Abstract
Mechanisms for selective attention are vital for perception of motion. It has long been known that the right posterior parietal cortex (PPC) plays a role in a certain visual search tasks, while a human motion area V5 is involved in tasks processing attention to motion. Several theories have been proposed for the role of V5 in relation to visual search. The influential “motion filter” hypothesis (McLeod et al., 1988) states that area V5 acts as a motion filter, where moving items are represented strongly, and static items are represented only weakly. We explored the role of V5 as a motion filter by investigating visual search of constantly moving items with transcranial magnetic stimulation (rTMS). Specifically, we compared the effect of stimulating the right V5 and right PPC in normal participants while searching for a moving T either amongst moving L's (feature search) or amongst moving O's and static T's (conjunction search). The task was to indicate the pointing direction of the moving T. If the V5 acts as a motion filter, as proposed, then rTMS should generate impairment on a conjunction search. If the PPC is crucially implicated in directing visual spatial attention (Mesulam, 1981; Bisley and Goldberg, 2003) then stimulation should impact visual search performance on both tasks. We found that stimulation of V5/MT decreased search performance in the feature search.
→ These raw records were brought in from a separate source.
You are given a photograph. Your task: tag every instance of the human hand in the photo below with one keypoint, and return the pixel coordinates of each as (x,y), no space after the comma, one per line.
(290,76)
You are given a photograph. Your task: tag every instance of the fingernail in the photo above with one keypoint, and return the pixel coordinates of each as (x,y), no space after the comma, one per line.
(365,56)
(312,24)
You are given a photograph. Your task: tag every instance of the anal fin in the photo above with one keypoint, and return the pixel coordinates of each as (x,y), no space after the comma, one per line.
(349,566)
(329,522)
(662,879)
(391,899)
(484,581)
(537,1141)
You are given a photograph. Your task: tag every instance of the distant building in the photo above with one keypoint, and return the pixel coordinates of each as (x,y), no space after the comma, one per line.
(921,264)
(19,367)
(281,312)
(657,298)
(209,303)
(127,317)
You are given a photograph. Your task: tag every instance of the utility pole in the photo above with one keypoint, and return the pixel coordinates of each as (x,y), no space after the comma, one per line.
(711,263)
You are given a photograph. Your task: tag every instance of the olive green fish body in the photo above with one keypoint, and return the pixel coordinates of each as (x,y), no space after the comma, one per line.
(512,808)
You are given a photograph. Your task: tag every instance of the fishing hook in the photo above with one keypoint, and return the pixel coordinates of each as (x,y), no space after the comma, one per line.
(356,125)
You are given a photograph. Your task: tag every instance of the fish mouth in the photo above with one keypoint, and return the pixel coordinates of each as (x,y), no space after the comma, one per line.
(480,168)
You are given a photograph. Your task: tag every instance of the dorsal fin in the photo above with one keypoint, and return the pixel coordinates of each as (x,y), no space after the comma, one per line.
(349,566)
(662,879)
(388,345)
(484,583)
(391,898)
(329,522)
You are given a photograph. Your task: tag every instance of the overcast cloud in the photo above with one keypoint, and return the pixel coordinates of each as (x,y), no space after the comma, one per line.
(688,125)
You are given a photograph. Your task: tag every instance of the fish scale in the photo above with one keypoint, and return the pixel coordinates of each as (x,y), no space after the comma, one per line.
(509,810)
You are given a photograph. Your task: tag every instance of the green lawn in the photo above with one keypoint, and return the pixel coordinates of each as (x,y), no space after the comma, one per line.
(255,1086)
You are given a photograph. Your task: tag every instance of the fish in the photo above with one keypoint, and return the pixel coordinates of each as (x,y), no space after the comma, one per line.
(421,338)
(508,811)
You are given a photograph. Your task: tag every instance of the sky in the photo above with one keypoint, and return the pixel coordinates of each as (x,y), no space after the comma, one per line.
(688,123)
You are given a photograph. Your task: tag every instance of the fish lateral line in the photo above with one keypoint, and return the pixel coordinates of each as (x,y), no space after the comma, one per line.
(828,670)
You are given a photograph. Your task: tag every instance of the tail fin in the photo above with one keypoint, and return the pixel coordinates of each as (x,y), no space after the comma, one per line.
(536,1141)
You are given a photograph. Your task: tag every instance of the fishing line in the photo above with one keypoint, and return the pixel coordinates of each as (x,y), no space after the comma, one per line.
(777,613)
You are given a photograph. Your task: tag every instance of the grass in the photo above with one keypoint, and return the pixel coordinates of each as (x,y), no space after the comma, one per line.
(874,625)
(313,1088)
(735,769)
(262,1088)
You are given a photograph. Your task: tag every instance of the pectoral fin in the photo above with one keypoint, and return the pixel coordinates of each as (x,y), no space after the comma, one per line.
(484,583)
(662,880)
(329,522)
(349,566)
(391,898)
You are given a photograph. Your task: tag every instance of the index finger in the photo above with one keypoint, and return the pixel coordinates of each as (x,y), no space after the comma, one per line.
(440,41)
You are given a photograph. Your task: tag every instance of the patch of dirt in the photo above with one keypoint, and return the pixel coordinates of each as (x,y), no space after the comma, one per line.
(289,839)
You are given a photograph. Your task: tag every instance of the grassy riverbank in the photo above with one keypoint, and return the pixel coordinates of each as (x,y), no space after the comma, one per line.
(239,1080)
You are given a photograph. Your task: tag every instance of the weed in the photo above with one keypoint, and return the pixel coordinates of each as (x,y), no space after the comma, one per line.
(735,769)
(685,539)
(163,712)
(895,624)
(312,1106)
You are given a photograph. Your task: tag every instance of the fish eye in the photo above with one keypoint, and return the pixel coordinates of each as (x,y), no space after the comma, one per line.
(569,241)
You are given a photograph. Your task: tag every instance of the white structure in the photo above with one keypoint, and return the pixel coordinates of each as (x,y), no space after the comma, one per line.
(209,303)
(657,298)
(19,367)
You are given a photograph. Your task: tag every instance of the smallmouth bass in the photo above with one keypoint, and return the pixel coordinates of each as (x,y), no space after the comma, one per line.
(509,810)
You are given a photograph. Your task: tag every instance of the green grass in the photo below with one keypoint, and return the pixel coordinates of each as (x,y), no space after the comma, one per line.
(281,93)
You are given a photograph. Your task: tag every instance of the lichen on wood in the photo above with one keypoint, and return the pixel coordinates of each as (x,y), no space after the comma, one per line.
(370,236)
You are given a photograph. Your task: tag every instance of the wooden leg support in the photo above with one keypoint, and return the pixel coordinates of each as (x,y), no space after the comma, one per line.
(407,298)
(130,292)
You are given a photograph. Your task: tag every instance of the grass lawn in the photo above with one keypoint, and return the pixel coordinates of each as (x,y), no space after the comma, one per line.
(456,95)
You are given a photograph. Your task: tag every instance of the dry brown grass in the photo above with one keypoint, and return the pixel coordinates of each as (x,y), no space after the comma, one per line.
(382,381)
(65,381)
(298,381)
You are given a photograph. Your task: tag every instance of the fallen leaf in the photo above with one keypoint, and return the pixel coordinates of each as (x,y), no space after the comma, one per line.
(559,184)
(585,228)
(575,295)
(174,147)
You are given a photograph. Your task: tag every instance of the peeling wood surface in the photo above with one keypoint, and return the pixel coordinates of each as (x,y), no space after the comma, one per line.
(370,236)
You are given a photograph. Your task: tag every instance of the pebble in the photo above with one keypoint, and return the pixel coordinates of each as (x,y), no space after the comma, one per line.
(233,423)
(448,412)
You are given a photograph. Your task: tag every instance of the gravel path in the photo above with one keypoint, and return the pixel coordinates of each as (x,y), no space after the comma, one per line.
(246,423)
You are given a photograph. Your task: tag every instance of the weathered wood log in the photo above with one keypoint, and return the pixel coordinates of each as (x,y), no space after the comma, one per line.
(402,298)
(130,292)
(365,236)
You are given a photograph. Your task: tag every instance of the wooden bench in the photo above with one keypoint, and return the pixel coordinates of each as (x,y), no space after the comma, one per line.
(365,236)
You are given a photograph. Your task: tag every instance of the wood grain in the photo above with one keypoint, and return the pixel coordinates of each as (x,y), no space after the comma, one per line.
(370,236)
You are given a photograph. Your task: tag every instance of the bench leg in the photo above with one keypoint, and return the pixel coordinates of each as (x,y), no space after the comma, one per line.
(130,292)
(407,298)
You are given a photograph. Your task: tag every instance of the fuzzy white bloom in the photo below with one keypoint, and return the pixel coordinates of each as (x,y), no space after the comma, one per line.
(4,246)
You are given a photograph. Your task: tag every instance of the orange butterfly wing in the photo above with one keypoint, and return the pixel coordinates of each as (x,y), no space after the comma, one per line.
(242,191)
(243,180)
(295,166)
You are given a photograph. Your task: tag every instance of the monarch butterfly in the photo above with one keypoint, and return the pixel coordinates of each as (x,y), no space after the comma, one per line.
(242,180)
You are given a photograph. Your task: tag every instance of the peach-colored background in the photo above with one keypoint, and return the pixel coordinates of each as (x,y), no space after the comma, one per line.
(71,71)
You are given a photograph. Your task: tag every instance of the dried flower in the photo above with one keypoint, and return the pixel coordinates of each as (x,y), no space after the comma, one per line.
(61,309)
Search slopes in the T amongst O's task were not affected. PPC stimulation did not disrupt processing of either conjunction, or feature search. We demonstrate novel and striking evidence that area V5 is causally involved in the processing of search displays where all items are moving, arguing against its role as a motion filter. Our findings challenge the conventional interpretation of the role of V5 in conjunction search and spatial attention.
Supported by the Experimental Psychology Society (EPS).